Provider mode is controlled by trust-lsp.trustTwin.aiProvider:
| Mode | Project content handling |
|---|---|
disabled |
The tool refuses to generate topology proposals. |
local |
Default. Prompt text and topology content stay in the local workspace and are validated by the local compiler. |
cloud |
Opt-in only. P4 declares the privacy boundary, but no cloud adapter sends content yet. |
If a future cloud adapter is enabled, the content sent will be limited to the
natural-language topology prompt, optional component constraints, the selected
topology source needed for diff context, and compiler diagnostics needed to
repair the proposal. Set trust-lsp.trustTwin.aiProvider to disabled to
prevent topology proposals, or keep the default local mode to avoid sending
project content outside the workspace.
Agent API¶
Use trust-dev agent serve when the AI workflow should be scriptable
outside the editor:
trust-dev agent serve --project ./my-plc
The Agent API is the right path for:
- build, validate, and test loops
- compile/reload loops
- deterministic harness execution
- CI and hosted-worker automation
- repair workflows that need structured machine-readable results
Start here:
Guardrails¶
AI uses the same validated pathways as human engineers: diagnostics drive edits, typed tool calls expose the available operation, runtime validation confirms the result, and HMI authorization decides whether writes are allowed.
Editor AI tools and Agent API methods have different scopes.
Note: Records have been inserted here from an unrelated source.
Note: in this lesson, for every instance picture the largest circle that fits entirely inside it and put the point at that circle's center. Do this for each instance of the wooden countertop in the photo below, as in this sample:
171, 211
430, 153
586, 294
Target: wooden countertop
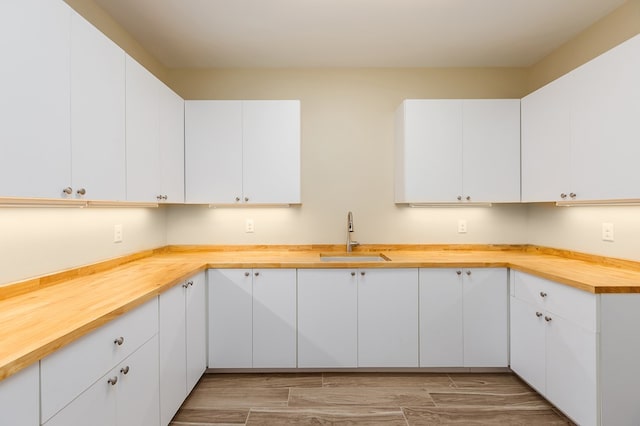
39, 316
Use the One Project, Every Surface matrix when you need the exact boundary.
Useful Prompts¶
For editor work:
Read the diagnostics for this ST file, inspect the referenced definitions, then propose the smallest edit.
For HMI work:
Inspect the available HMI bindings and current layout, then dry-run a descriptor patch for a readonly status widget.
For automation:
Use the Agent API loop: read project info, run diagnostics, build, validate, and only then propose a reload.